Kılıçdaroğlu-dürüstlük

CHP Genel Başkanı Kemal Kılıçdaroğlu ile bir aradaydık. Sadece gazetemizin yazarlarıyla yemekli toplantıda buluşunca, daha özele inme, daha ayrıntılı konuşma ve aklımızdan geçeni sorma şansımız oldu.

İlk intibaınız size "dürüst bir lider." dedirtiyor. Şu sıra en ihtiyaç duyduğumuz bir kavram "dürüstlük".  

Ayrı fikir dünyasından gelmememiz hakikatleri örtmüyor. Aynı toprakta belendik, aynı sularda yunduk. Memleketimiz bir, mayamız bir...

Hedef ne? Müreffeh bir Türkiye, barışçı bir Türkiye, cezbeden bir Türkiye... Teferruata saplanıp kalamayız. 

Yeri değildi, orada bunu sormadım... CHP'nin, HDP'ye oy veren kesimlerini Türkiye bütünlüğü içinde eritmede çok ama çok mühim bir rolü var, diyemeyeceğim daha; olmalı diyeceğim. HDP'yi kavralayacak ("kavrayacak" demiyorum!) bir pozisyonu belirlemelidir.  

Önce CHP'nin kurucusu Mustafa Kemal'i iyi tahlil etmek, hiçbir tarafa çekmeden, çağının içindeki problemleri nasıl çözdüğünü, nasıl bir vaziyet aldığını idrak etmek şart.

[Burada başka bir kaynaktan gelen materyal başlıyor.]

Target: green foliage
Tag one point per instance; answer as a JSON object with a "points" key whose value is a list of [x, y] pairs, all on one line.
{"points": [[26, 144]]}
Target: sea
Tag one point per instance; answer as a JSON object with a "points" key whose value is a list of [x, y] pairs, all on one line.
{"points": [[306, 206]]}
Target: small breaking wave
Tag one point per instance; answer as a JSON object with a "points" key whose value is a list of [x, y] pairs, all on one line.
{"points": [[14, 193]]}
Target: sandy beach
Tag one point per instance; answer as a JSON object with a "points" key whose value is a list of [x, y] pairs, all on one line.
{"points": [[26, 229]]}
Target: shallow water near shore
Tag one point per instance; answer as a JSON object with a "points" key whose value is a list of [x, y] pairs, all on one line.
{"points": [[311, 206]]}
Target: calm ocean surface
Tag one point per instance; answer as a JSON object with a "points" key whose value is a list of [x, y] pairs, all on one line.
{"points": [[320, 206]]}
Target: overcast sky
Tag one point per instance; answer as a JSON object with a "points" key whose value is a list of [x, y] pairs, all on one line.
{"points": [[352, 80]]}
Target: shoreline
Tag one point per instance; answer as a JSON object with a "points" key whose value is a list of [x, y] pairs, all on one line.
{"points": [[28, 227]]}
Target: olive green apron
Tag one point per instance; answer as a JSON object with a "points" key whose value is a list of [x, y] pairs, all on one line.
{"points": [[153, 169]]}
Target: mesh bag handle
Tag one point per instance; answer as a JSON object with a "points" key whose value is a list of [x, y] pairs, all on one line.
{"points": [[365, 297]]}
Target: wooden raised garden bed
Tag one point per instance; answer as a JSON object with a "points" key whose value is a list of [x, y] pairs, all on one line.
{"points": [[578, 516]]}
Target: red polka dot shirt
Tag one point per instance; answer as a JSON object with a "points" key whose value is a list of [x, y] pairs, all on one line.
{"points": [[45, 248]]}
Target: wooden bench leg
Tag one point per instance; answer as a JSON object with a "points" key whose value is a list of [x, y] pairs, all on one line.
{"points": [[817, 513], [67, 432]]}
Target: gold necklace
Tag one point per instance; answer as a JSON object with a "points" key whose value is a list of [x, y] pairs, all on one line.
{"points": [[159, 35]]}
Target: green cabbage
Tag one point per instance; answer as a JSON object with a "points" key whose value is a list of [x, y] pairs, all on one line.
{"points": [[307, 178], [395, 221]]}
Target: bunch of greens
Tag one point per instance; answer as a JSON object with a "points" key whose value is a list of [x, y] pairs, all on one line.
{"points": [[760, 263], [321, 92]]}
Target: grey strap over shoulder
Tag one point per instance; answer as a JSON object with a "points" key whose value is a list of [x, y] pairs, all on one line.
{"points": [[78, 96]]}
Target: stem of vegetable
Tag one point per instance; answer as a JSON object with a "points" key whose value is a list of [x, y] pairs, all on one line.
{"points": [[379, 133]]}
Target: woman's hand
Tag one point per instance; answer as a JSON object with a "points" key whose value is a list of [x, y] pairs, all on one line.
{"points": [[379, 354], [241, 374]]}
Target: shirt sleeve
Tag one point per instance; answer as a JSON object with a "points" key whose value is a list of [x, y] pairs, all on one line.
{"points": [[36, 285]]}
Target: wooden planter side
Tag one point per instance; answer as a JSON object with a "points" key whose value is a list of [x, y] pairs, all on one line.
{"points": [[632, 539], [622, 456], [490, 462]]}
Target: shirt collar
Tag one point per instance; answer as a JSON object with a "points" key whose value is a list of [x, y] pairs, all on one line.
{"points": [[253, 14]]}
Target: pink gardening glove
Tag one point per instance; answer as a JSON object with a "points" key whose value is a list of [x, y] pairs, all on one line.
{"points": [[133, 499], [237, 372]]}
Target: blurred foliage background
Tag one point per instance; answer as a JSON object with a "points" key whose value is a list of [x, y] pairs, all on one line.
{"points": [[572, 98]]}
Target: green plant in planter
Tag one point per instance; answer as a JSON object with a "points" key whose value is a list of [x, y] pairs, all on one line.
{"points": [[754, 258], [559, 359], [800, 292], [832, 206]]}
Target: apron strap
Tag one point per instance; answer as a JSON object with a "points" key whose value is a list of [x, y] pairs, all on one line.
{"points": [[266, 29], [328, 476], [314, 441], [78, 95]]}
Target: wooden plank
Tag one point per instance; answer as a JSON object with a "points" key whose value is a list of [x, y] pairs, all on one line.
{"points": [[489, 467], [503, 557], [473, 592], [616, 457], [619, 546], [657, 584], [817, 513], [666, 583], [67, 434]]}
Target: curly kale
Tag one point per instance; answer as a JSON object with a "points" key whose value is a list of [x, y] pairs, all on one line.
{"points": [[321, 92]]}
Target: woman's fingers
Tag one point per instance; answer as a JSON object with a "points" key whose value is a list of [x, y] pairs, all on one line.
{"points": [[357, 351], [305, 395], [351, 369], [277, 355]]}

Ve hiçbir yöne sapmadan neden "Türk" deyişini anlamak için muhakkak ama muhakkak devrinin öncesini ve kendi devrini yorumlayabilecek temel bilgileri kesinlikle edinmeliyiz. İnanışı, tasavvuru ne olursa olsun, dönemini, yetişme kademelerini bilmeden kimse hakkında bir hükme varamayız. M. Kemal Atatürk'ü anlamanın yolu budur. Temel fikriyat bir oraya, bir buraya öyle çekildi ki, o hepsini kendi hizasına sokma becerisini gösterdi. Türkiye bütünlüğü esastır; Türkiye'de yaşayan herkesi Anayasa'nın 66. maddesi çerçevesinde ifade etmeye odaklanılmalıdır.

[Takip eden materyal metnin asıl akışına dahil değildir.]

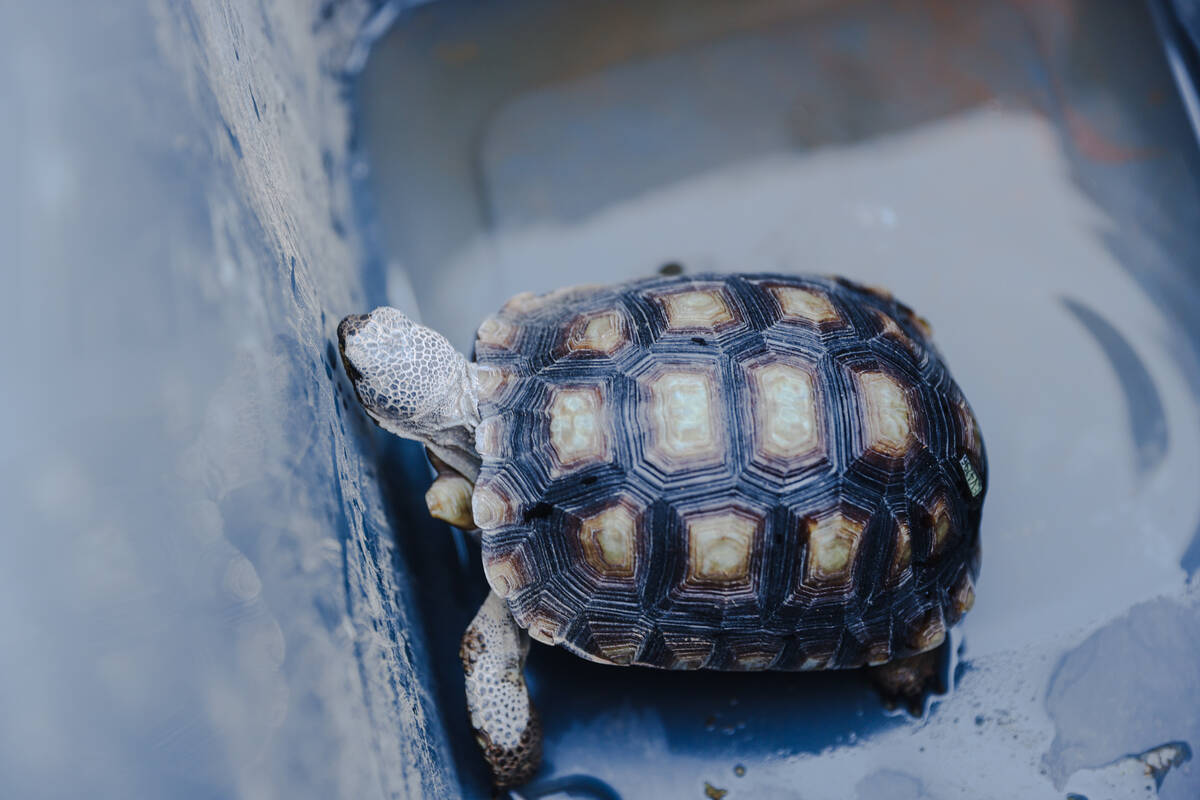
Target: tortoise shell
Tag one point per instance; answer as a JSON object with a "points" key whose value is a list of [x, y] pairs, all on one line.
{"points": [[755, 471]]}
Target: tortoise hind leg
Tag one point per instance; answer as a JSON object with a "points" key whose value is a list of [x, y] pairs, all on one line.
{"points": [[505, 723], [910, 680]]}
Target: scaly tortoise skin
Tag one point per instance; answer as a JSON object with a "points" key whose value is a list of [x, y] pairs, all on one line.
{"points": [[723, 471], [726, 473]]}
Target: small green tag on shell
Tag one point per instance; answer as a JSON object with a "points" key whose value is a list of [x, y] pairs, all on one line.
{"points": [[972, 476]]}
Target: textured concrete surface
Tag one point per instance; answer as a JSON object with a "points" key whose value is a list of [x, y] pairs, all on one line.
{"points": [[201, 594]]}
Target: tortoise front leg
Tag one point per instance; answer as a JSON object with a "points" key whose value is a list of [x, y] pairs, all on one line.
{"points": [[505, 723], [449, 497]]}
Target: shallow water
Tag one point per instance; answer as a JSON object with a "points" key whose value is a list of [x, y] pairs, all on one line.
{"points": [[1008, 170]]}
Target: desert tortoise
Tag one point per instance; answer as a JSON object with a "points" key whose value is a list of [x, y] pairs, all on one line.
{"points": [[721, 471]]}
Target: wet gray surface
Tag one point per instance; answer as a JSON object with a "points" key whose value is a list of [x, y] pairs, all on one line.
{"points": [[1023, 174]]}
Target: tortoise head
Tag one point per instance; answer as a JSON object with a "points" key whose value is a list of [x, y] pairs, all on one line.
{"points": [[413, 383]]}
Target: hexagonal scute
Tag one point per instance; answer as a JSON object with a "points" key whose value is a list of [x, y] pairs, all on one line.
{"points": [[721, 547], [886, 411], [495, 504], [687, 650], [699, 307], [598, 332], [610, 540], [832, 543], [580, 428], [789, 431], [804, 305], [682, 413], [496, 332], [508, 571]]}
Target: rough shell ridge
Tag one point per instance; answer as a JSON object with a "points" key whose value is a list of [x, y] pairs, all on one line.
{"points": [[726, 471]]}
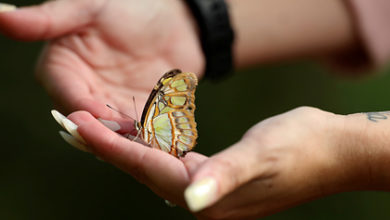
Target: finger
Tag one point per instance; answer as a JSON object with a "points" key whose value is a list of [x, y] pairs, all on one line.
{"points": [[162, 172], [192, 162], [48, 20], [223, 173]]}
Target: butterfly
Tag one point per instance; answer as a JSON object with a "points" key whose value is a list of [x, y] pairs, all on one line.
{"points": [[168, 121]]}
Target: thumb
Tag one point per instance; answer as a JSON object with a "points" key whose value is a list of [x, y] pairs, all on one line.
{"points": [[223, 173], [48, 20]]}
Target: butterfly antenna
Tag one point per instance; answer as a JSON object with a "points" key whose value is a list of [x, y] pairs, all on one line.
{"points": [[116, 110], [135, 108]]}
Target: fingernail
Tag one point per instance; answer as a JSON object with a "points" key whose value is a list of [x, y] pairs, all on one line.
{"points": [[73, 141], [112, 125], [201, 194], [72, 129], [100, 159], [58, 117], [7, 7]]}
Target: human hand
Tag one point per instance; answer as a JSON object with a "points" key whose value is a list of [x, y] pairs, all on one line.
{"points": [[280, 162], [106, 51]]}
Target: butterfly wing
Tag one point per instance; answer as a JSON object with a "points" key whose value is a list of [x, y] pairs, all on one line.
{"points": [[168, 121]]}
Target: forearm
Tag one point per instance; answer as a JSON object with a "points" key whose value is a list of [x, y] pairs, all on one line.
{"points": [[271, 30]]}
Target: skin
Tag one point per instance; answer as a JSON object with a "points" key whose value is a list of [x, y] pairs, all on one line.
{"points": [[286, 160]]}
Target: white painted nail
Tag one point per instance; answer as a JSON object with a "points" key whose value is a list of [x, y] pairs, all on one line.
{"points": [[112, 125], [201, 194], [100, 159], [7, 7], [72, 129], [73, 141], [58, 117]]}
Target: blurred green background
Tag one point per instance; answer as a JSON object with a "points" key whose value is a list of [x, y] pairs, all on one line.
{"points": [[42, 177]]}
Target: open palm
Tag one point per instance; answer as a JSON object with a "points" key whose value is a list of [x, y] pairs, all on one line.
{"points": [[104, 52]]}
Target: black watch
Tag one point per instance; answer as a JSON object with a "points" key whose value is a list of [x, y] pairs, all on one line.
{"points": [[216, 35]]}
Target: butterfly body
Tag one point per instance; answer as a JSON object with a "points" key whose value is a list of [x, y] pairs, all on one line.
{"points": [[167, 121]]}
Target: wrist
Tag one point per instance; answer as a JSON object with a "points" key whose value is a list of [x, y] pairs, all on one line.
{"points": [[368, 138]]}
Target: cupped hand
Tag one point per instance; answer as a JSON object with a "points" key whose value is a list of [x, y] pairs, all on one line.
{"points": [[106, 51], [281, 162]]}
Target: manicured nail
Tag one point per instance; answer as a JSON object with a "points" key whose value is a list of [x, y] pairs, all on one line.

İnce çizgi; HDP'nin dilini kullanmamak, ama anlamak... Sonra M. Kemal'i mutlaka göz önünde tutarak bir "çözümleme"ye gitmek.

Düşmanlık güdenlerin, HDP/PKK ile bütünleştirici göstermesine fırsat verilmemeliyiz.

HDP'ye oy atanları katı ideolojik tavırlarından vazgeçirip "Türkiye sınırları" içine çekebilmeliyiz. Göz dışarıda... Göz Kandil'de... Göz Washington'da... Gözü Moskova'da... Gözü başka yerde olanları itebildiğimiz kadar itmek; söz konusu partiye oy verenleri bünyeye almak, insanlarımızı birbirine kenetlemek için önce "kendimiz" olabilmeliyiz. 

Kemal Bey'in tespitleri bana bu umudu verdi. Beni dürüstlüğü cezbetti; samimiyeti, gıllıgışsız, pazarlıksız fikirleri cezbetti... Yakın görüşünce, çocuksu, masum yönünü de keşfediyorsunuz.

CHP ve sol... Elbette partinin kurucu M. Kemal Atatürk'te "sol" ve türevleri yok. "Atatürk'ün partisiyiz.", diyenler "sol" sınırlamasına gidebilirler mi? 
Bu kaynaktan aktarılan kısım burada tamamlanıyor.